Tuesday 22 April 2014

chickens' issues

One of the Speckeldies has gone broody.  She's been like that for a week or two, sitting all day in the nesting box, and scuttling furiously back to it if lifted out at the start of chicken exercise time. It seems a waste for her to spend all her time sitting in a tiny box in the dark, and not what all those animal welfare campaigners worked for, but it's her choice.  Except that it isn't, of course, she is captive to her hormones.  Women may justifiably grumble that they have a rough time, what with menstruation and the menopause, but try being a hen.  Your life is not your own.

It made things tricky this morning when I came to clean out the chicken house.  Most of the time I just clear the old litter off the roosting board under their perch, and replace with fresh sawdust, but every now and then the whole house needs doing.  I was going to clean it yesterday, but doing the bees took so long with so little success, I couldn't face cleaning the hen house afterwards.  Broody sat in her nesting box glaring at me while I cleared four bags (four bags!) of sawdust out of the main body of the house, daring me to come near her.  I made reassuring noises every now and then in case she was scared, but she wasn't afraid of me, just hormonal and very cross.

Broody hens do get awfully irritated.  I don't know if it would be better if the eggs were fertilised, and I didn't keep taking them away, and she could hear the developing chicks cheeping inside their shells and know that she was getting somewhere.  Perhaps it's the frustration, the sheer pointlessness, of having to start again every day with a couple of new eggs that never come to anything before the chicken keeper comes, hauls her off them, and confiscates them.  Or maybe broody hens are essentially bad tempered.  When we say that human beings are brooding about something, it doesn't imply obsession in a good way.  The other hens find her glooming presence in the nesting box quite off-putting, and have taken to making impromptu nests in the sawdust in the main house to avoid her, when they need to lay.

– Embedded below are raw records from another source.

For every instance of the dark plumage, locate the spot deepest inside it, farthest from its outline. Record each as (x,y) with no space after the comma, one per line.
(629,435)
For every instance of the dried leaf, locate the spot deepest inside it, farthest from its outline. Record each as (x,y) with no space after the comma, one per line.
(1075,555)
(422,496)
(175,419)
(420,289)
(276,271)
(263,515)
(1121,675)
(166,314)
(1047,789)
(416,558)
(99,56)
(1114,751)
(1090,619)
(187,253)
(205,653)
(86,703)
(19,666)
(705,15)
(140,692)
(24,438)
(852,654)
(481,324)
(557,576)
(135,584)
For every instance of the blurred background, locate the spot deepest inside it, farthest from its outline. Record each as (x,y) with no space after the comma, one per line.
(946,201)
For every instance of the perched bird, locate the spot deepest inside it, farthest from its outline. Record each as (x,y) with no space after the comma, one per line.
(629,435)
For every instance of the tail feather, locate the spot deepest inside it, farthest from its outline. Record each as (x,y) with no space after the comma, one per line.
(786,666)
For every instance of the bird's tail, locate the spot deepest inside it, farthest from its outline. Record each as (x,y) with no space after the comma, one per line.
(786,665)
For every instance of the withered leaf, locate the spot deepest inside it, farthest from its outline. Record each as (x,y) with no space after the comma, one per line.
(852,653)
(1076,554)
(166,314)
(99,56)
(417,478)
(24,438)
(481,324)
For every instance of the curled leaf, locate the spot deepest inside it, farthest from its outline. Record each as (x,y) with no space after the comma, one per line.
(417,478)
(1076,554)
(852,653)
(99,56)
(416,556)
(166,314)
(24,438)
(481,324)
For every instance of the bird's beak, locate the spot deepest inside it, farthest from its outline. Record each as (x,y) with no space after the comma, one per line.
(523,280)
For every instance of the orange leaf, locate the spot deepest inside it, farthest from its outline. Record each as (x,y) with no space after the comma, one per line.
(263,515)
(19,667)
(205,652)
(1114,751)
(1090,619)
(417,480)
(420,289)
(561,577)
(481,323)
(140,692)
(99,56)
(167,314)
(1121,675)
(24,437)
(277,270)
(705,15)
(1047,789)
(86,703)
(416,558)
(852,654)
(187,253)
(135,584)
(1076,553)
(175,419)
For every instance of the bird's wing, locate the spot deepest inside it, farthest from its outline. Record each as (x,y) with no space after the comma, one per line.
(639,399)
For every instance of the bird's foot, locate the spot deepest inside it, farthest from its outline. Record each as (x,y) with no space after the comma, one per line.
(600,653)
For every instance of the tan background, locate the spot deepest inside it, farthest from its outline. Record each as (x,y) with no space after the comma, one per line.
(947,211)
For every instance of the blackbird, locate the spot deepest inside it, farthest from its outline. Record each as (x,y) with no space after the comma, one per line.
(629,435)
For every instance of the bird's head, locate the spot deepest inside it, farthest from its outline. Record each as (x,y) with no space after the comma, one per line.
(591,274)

After I'd changed the sawdust in the main house and on the roosting board it was time for the final act, to change it in the nesting box.  Given that we are going to eat those eggs I'd like them to be laid on clean sawdust.  I gently lifted her through the door of the nesting box and into the main house.  She turned round and tried to come in again, grumbling.  I fended her off with my gloved hand, which she pecked.  I began to shovel the old sawdust out of the nesting box and into a plastic bag to put on the compost heap, while propping the hinged lid of the nesting box open with my head (this is a design omission.  It could do with a cleat on the side of the house so that I could tie it open.  We always tie the opening sections of the roof shut, to stop the wind flipping them up or foxes nosing them open, but we invented that ourselves, it wasn't in the Golden Cockerel book of poultry house designs).

The broody hen made repeated attempts to climb back into the nesting box before I'd finished, while I fended her off between shovelling with my dustpan, which she pecked vigorously.  Then she gave up, went and sat on the perch, and began to shriek.  You have not heard a bird express irritation until you've encountered a broody with a cob on.  Even when I'd finished changing the sawdust and tied the roof back down, she was still sitting on her perch, yelling with indignation.

It's a great waste that we don't want to hatch out a clutch of eggs, but we can't take the chance of them being cockerels.  Neither of us would have the heart to kill them, and we couldn't risk ending up with more than one.  At the moment we are holding off getting even that, since although they make fine, handsome pets, the hens are so much easier to organise without one, and while so far we've been lucky twice and had sweet natured birds, who's to say that third time round we might not end up with a vicious one?  You can tell that we are not true country dwellers.  I called at a friend's house once, who keeps chickens on a larger scale, and she pointed to a pen of young cockerels in the back garden.  That one's name is Dinner, she said, and that one, and that one.  Our cockerels were called Mr Rooster.